Study finds no cost increase for mental health parity in federal employee health benefit program

A new study finds that mental health parity in insurance actually lowers consumers' out-of-pocket expenses, as well as increasing access to mental health care services

by Government Relations and Communications staff

April 19, 2006 — Offering mental health parity in health insurance coverage does not have a negative impact on cost, according to a study published last month in the New England Journal of Medicine. The study, “Behavioral Health Insurance Parity for Federal Employees,” found that not only is parity affordable, but it benefits consumers by decreasing their out-of-pocket expenses. These findings contradict a chief contention advanced by parity’s critics that enacting and implementing parity would lead to higher health care costs.

The study, commissioned by the U.S. Department of Health and Human Services, examined the effect of eliminating caps on mental health coverage and giving workers access to the same level of mental health and substance abuse treatment services that they received for medical services. The study examined claims from thousands of workers covered by the Federal Employees Health Benefits Program (FEHBP) who were offered parity in behavioral health care. In addition to eliminating caps, the plans were encouraged to use some managed care techniques for mental health coverage, such as requiring use of an in-network physician or therapist.

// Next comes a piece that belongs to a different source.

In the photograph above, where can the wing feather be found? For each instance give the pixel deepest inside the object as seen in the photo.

The study compared claims data from FEHBP employees two years before and two years after caps on mental health coverage were eliminated against claims data from workers in private health plans that did not eliminate caps on mental health coverage.

During the two years after the elimination of the caps, the use of mental health services by the FEHBP participants increased by 1.35 to 2.75 percentage points, according to the Wall Street Journal. However, the increase was similar to increases in the private health plans. During the same period, the study also found that eliminating caps on mental health coverage reduced the majority of consumers’ out-of-pocket spending for mental health and substance abuse services, with individual savings that ranged from $8.78 to $87.06, the Wall Street Journal reports.

Enacting full mental health parity legislation is a key legislative priority for the APA Practice Organization. The Practice Organization seeks to close loopholes in the federal parity law enacted in 1996 and end discriminatory insurance coverage of mental health treatment services.

Legislation to give parity to group health plans in the private sector (H.R. 1402), sponsored by Reps. Patrick Kennedy (D-RI) and Jim Ramstad (R-MN), has gained a majority of U.S. House members as co-sponsors. A similar bill will soon be introduced in the U.S. Senate by Sens. Pete Domenici (R-MN) and Edward Kennedy (D-MA).

The study is available from the New England Journal of Medicine.


Goldman, H., Frank, R., Burnam, M., Huskamp, H., Ridgely, M., Normand, S., Young, A., Barry, C., Azzone, V., Busch, A., Azrin, S., Moran, G., Lichtenstein, L., & Blasinsky, M. (2006). Behavioral Health Insurance Parity for Federal Employees. The New England Journal of Medicine, 354, 1378-86.